Shah,who visited his alma mater on Monday morning,is excited about being able to ensure the course is introduced. India has 50 million patients suffering from infectious diseases and 48 per cent of the deaths in the country are due to such diseases,says Shah. It’s not just about malaria,TB or HIV; these infections could be due to any prosthetic implant in the body or injuries that have not been treated.

This specialty has improved patient care in the US by decreasing mortality and morbidity in patients suffering from infectious diseases,says Shah who met Union Health Secretary Naresh Dayal and other experts to finalise the course proposal.

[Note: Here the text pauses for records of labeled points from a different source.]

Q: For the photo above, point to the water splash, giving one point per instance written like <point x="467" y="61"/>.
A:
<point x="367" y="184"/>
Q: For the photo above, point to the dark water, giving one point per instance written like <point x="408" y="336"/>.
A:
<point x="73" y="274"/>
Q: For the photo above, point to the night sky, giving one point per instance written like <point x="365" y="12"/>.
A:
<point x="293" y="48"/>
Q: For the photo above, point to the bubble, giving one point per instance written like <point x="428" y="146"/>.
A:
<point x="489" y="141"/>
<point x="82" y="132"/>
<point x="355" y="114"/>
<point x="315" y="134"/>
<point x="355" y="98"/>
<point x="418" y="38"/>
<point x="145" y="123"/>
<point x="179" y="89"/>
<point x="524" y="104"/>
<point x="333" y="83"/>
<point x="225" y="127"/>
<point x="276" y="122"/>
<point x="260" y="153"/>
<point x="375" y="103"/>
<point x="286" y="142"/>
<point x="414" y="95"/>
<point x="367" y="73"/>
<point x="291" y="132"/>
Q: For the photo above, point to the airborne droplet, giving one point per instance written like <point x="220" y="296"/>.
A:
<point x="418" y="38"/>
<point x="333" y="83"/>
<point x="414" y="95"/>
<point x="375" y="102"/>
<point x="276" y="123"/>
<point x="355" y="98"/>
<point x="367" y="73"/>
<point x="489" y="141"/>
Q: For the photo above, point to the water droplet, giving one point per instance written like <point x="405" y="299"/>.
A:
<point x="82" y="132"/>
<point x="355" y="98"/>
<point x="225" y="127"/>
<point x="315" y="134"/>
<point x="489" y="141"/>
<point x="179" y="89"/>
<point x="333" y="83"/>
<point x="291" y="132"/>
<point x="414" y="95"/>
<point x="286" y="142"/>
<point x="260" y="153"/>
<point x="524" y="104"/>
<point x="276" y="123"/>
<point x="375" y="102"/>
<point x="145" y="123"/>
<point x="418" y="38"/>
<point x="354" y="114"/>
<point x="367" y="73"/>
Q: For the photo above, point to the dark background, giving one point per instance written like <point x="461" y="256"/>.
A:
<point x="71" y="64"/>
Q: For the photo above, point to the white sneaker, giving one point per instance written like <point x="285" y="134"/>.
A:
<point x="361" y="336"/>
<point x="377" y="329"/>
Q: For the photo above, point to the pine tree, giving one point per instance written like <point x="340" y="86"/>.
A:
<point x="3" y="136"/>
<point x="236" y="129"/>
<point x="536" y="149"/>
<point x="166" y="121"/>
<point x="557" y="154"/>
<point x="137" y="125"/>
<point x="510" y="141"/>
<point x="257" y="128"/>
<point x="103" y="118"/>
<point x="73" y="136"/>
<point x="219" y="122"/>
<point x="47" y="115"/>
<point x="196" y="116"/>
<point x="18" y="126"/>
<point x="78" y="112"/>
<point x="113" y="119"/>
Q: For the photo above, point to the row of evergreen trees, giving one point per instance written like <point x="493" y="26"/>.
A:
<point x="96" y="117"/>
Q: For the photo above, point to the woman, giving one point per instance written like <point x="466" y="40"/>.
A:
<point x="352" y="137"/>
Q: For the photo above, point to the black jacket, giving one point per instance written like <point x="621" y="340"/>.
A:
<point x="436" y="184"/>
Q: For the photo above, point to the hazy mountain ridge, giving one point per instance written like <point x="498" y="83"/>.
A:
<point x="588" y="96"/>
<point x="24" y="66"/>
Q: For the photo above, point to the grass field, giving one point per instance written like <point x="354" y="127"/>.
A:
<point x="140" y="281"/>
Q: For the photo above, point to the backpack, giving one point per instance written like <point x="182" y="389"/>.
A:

“The MCI has approved the programme and will work out further details,” says Shah who also plans to arrange visits of US infectious disease specialists to lend their expertise to training programmes in India.

Shah met BJMC Dean Dr Nirmala Borade and was impressed with the library open round the clock. Shah was happy that the donation of Rs 48 lakh made by the US-based alumni of BJMC had been effectively used to update the library. Around 500 students,teachers and doctors visit it every day. Shah had also met the Maharashtra Health Secretary,Bhushan Gagrani,to pursue the ongoing Emergency Medical Services and trauma centre project in Mumbai. “We have support from Dr Wayne Meredith,trauma director of the American College of Surgeons and the US consul general in Mumbai to train three Mumbai surgeons in US trauma centres,” says Shah.

Gagrani is said to have assured him that a legislation will be made to allow paramedics to administer medical treatment to trauma victims.